When I started learning how to invest, I haven’t read any books and internet was my only resource.
I browsed personal finance websites and joined their forums. Actively, I posted questions and taught myself.
Couch Potato strategy was the model that was easiest to understand that I have adopted at first.
I dislike mutual funds due to the fees involved in maintaining the account and how much commission goes to fund advisors.
Here's the chronological order in my investing journey!
FIRST: Tangerine Investment Funds
I have been a client of Tangerine which was formerly known as ING Direct since our time living in Europe.
It is an online bank with zero fees on their checking accounts and minimal fees on their investment funds.
The Tangerine Investment Funds offer an index portfolio with five choices ranging from the conservative Balance Income Portfolio to Equity Growth Portfolio.
Management Expense Ratio (MER) is about 1.07% and have five funds to choose from.
I went for the Balance Growth Portfolio with the following asset allocation:
Canadian Bonds = 25%
Canadian Stocks = 25%
US Stocks = 25%
International Stocks = 25%
SECOND: TD E-series Funds
Upon learning more from the investment forums, I then set up Registered Education Savings Plan (RESP) for my kids. RESP is an investment vehicle available to parents’ in Canada to save for their children’s post-secondary education.
The TD E - Series Funds allow you to customize your portfolio with several asset mix.
This is also mainly an online investment account and you just have to set-up the account first by visiting any branches of TD Bank.

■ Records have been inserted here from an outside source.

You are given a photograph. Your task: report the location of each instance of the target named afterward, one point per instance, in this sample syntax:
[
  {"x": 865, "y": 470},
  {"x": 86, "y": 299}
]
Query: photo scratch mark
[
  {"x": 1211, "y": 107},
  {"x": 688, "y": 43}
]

Once it’s set up, you just need to contribute regularly and it’s best in my opinion to contribute at the beginning of the year the maximum of $2,500 if you have the funds, as the government will contribute $500 per year. (You can’t bet that as that is 20% return on your investment!)
Lifetime maximum government contribution is $7,200 and lifetime maximum contribution each child of $50,000.
For my kids RESP I invested TD Canadian Index – e. It has a low Management Expense Ratio (MER) of 0.33%.
THIRD: Dividend Growth Stocks
Learning from the two above index funds, I understand that fees are very important. Minimizing fees to a bare minimum is the goal to a much better returns on your investment portfolio.
After learning about index funds, I finally evolved myself and learned about investing in individual common stocks.
The mentor I have met on one of the investment forums has been very diligent and patient in teaching the basics and the fundamentals of common stock investing.
I continue to educate myself and read books on investing and personal finance.
I've opened an account with one of the online brokerages Virtual Brokers which has one of the cheapest commission fees per trade.
This account was opened 6 years ago and I am fortunate as clients who have the account still benefited the penny per share commission which is no longer available to new customers.
Dividend growth stocks is my focus and I am for long term investing. Some of my holdings pay dividend on a monthly and quarterly basis. My dividend portfolio has an annualized return of 7-8%.
FOURTH: Exchange Traded Funds (ETFs)
For diversification, I have allotted small percent of my portfolio in Exchange Traded Funds (ETFs). It holds assets such as stocks, bonds or commodities and most ETFs track an index.
An ETF is an investment fund that traded on stock exchanges. There also lots of ETFs in the market and you can choose from that fits your age and your long-term goals.
I am adding ETFs to my portfolio that has very low fees and better returns.
In my humble opinion, I prefer investing in stock market as it is very liquid and you can sell investments easily unlike real estate rental properties.
My goal is to live off it’s dividend income and not touching my capital. It’s a long shot having learned the concepts of investing late in life, but I am willing to give it a go.
I no longer hold investments with Tangerine and TD e- series funds.
From the couch potato strategy which I have started, I have evolved and focused on dividend growth investing.
It wasn’t easy and made mistakes along the way, but I was consistent and a very eager learner. As a result I am more focused on achieving better results of my investments.
Knowledge is indeed power and practice makes it perfect.